The Los Molles Formation, the rock unit in which Chacaicosaurus was found, is a member of the Cuyo Group. While this formation, reaching up to 2000 m thick in some places, consists of rock laid down from the Pliensbachian stage of the Early to the Callovian stage of the Middle Jurassic, Chacaicosaurus is only known from the zone containing the ammonite Emileia giebeli, dating to the early part of the Bajocian, a stage which lasted from around 170.3 to 168.3 million years ago. The rocks in this region are mostly marl and dark shale, though there is also some sandstone. Turbidites, formed by sediment deposited by currents deep underwater, are present. These strata are thought to have been laid down in an open ocean environment, with the sea level lowering at the time. Pollen found in the formation indicates that the climate at the time was warm, with both damp and dry conditions present on the nearby landmass.

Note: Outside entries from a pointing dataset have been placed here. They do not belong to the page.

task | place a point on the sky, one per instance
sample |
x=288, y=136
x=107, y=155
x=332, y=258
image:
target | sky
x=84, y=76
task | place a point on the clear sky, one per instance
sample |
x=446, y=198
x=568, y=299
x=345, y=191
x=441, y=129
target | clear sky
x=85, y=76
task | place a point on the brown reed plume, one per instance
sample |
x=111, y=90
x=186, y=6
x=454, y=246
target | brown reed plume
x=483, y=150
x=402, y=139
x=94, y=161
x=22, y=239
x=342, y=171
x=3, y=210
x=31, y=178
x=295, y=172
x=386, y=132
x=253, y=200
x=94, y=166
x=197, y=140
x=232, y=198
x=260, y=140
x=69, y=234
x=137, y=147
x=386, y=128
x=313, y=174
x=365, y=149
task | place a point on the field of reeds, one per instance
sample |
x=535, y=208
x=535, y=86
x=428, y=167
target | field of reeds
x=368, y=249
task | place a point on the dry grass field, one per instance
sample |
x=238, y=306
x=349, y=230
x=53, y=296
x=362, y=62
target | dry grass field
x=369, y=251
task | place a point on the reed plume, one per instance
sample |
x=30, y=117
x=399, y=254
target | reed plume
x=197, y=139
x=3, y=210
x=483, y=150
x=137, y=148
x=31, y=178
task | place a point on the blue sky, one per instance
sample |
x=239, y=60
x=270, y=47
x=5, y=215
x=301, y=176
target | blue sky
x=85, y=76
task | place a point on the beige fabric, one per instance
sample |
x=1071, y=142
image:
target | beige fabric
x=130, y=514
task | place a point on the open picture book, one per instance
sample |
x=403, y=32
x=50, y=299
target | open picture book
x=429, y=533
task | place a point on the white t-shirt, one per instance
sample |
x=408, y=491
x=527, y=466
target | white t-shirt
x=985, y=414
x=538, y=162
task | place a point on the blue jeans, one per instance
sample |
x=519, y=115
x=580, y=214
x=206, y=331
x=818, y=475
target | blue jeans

In addition to Chacaicosaurus, three other marine reptiles have been found in the Los Molles Formation: the ophthalmosaurid ichthyosaur Mollesaurus, the rhomaleosaurid plesiosaur Maresaurus, and a metriorhynchid thalattosuchian. Like Chacaicosaurus, these three marine reptiles also lived during the early Bajocian, and all of them were well-adapted to offshore life. Chacaicosaurus lived shortly after a faunal turnover in the preceding Aalenian stage, affecting both plesiosaurs and ichthyosaurs. Among the ichthyosaurs, ophthalmosaurids became the dominant group while the non-ophthalmosaurid neoichthyosaurs, the group to which Chacaicosaurus belongs, went into a steep decline. Invertebrates of the time include ammonites, bivalves, brachiopods, and ostracods, and the microscopic foraminifers were also present. All of these groups were abundant and diverse at the time, but while the bivalves and brachiopods were at their highest species counts in the Middle Jurassic of the region, the other groups were in decline.